Arriving by Eurostar across the snowy fields of northern France, it was a delight to join the 800 delegates and 100 foreign guests for lunch in a cavernous hall where curiously the ceiling twinkled with stars. Maybe this was the venue’s usual decoration – or maybe it was designed for the event itself, to chime with the title of the main conference document ‘Il est grand temps de rallumer les étoiles…’. Maybe only the French could choose such a beautiful quote from Guillaume Apollinaire for their 1,628 line discussion paper. And maybe only the French could spend three days discussing it line by line, with delegates springing up from their tables to speak from one of the many mikes dotted around the conference hall. Nuances of the discussion were doubtless lost on me, but what was clear was the huge enthusiasm for their work, an overwhelming endorsement for continuing the party’s participation as the largest component of the Left Front (Front de Gauche) project, with the Parti de Gauche and a number of other left groups. This participation has restored support for the party and its allies to levels last seen over a decade ago. Indeed, last year’s presidential election saw the Front de Gauche candidate, Jean-Luc Melenchon poll almost 4 million votes, coming in fourth. The last time this happened was in 1981 when PCF leader Georges Marchais came in fourth on almost 4 and a half million.

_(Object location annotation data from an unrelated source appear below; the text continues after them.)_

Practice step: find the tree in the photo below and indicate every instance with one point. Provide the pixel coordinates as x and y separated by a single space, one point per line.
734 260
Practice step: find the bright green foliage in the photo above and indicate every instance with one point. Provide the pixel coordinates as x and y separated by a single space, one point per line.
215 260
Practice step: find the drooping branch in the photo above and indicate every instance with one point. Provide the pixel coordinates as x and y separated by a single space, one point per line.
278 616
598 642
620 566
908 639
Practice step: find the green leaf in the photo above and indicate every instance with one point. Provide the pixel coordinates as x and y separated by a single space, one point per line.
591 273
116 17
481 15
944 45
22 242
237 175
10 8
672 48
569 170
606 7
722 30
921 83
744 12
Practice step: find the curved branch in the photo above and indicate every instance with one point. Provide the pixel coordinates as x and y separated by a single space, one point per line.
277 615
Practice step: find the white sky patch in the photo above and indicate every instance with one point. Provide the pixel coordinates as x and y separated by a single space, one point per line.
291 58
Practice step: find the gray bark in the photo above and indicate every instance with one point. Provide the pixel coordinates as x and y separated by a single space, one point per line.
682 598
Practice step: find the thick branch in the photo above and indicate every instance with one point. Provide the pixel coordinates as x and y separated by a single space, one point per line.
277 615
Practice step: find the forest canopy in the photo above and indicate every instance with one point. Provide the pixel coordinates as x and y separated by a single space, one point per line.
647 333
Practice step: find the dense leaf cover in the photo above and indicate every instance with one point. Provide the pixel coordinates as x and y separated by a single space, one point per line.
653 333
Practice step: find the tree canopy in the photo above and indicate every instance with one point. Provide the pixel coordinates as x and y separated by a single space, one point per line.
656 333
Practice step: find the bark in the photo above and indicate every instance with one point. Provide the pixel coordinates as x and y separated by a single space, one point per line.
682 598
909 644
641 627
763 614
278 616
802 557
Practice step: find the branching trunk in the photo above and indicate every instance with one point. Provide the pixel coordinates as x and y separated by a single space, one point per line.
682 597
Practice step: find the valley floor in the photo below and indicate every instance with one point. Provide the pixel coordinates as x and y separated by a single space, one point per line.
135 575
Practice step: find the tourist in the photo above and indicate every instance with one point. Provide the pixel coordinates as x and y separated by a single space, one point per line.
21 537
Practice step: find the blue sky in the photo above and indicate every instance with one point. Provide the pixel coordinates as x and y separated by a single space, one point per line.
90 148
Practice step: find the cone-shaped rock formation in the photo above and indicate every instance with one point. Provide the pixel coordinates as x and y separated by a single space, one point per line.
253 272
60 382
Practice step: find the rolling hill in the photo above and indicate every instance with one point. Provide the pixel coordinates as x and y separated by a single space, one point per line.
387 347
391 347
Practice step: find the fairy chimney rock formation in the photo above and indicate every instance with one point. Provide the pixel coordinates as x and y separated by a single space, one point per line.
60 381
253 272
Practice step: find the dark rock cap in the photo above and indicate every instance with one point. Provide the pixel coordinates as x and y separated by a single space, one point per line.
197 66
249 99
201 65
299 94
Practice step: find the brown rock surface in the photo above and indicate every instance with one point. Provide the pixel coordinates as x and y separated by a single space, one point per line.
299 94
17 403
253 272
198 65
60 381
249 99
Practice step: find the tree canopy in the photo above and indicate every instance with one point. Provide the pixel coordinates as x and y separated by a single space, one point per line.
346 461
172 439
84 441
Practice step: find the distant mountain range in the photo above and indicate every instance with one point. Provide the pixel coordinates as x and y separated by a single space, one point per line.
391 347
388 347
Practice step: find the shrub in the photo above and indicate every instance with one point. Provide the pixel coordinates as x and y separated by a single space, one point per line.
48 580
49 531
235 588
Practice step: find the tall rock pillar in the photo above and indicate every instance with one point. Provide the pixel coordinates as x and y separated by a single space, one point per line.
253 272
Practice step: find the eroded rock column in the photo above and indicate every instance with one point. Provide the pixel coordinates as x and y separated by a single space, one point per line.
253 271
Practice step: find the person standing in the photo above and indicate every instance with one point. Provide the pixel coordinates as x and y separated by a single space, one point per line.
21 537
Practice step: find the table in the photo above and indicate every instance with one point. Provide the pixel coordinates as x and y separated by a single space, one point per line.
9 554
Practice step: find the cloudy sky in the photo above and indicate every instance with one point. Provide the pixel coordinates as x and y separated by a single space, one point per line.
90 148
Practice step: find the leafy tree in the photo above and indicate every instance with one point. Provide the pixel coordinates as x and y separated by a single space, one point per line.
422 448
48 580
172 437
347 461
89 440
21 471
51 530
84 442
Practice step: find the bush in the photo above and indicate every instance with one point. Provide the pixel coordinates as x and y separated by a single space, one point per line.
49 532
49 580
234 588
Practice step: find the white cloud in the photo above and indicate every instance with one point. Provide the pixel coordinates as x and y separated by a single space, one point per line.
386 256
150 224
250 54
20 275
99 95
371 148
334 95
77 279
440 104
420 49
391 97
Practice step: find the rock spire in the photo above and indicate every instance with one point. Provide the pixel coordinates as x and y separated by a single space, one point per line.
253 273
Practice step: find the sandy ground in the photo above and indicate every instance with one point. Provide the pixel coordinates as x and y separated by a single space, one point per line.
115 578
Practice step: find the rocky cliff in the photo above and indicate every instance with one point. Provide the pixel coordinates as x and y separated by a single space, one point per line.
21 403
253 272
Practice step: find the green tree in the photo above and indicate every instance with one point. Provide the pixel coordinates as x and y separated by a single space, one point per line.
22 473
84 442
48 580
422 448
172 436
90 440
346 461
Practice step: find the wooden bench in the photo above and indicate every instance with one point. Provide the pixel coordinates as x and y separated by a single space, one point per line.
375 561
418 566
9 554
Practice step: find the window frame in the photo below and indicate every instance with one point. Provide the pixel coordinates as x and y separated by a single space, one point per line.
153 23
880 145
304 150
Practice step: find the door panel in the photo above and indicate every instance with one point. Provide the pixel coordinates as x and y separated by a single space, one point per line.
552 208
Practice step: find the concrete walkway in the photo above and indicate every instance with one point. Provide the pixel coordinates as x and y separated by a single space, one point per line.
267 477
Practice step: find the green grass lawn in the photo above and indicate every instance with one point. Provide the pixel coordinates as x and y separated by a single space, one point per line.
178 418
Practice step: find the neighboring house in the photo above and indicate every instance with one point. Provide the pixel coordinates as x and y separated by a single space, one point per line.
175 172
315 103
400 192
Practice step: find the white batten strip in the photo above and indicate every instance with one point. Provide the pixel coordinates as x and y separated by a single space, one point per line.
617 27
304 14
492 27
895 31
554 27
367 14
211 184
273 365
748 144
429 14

Indeed, Melenchon himself made a visit to the Congress to bring solidarity greetings, immediately swamped by a sea of TV cameras. Lower profile, but more interesting politically – as unexpected by me – was the quiet appearance in the guest seats next to me of Olivier Besancenot, the famous revolutionary postman who gained over a million votes for the LCR (French section of the Fourth International) in the 2007 presidential elections. The LCR dissolved itself into the formation of the Nouveau parti anticapitaliste (NPA) in 2008. The NPA has been largely superseded by the Front de Gauche in electoral terms, and while the NPA has stood aloof from Front de Gauche, many former NPA members have nevertheless moved over. I don’t know whether we should read anything into Besancenot’s presence there – but he did have positive memories of his participation at the Coalition of Resistance’s Europe Against Austerity conference in London in October 2011. As I recall he made a barnstorming speech.
So the PCF seems set to continue with its modest growth and strong orientation to being a credible party to the left of the Socialists, abandoning its previous orientation to be the Socialists’ junior partner, come what may. It is now confident and optimistic. With 134,000 members and a reasonable presence across all elected institutions nationally, and a strong commitment to the European Left Party project of solidarity and cooperation across Europe, it is entitled to be so.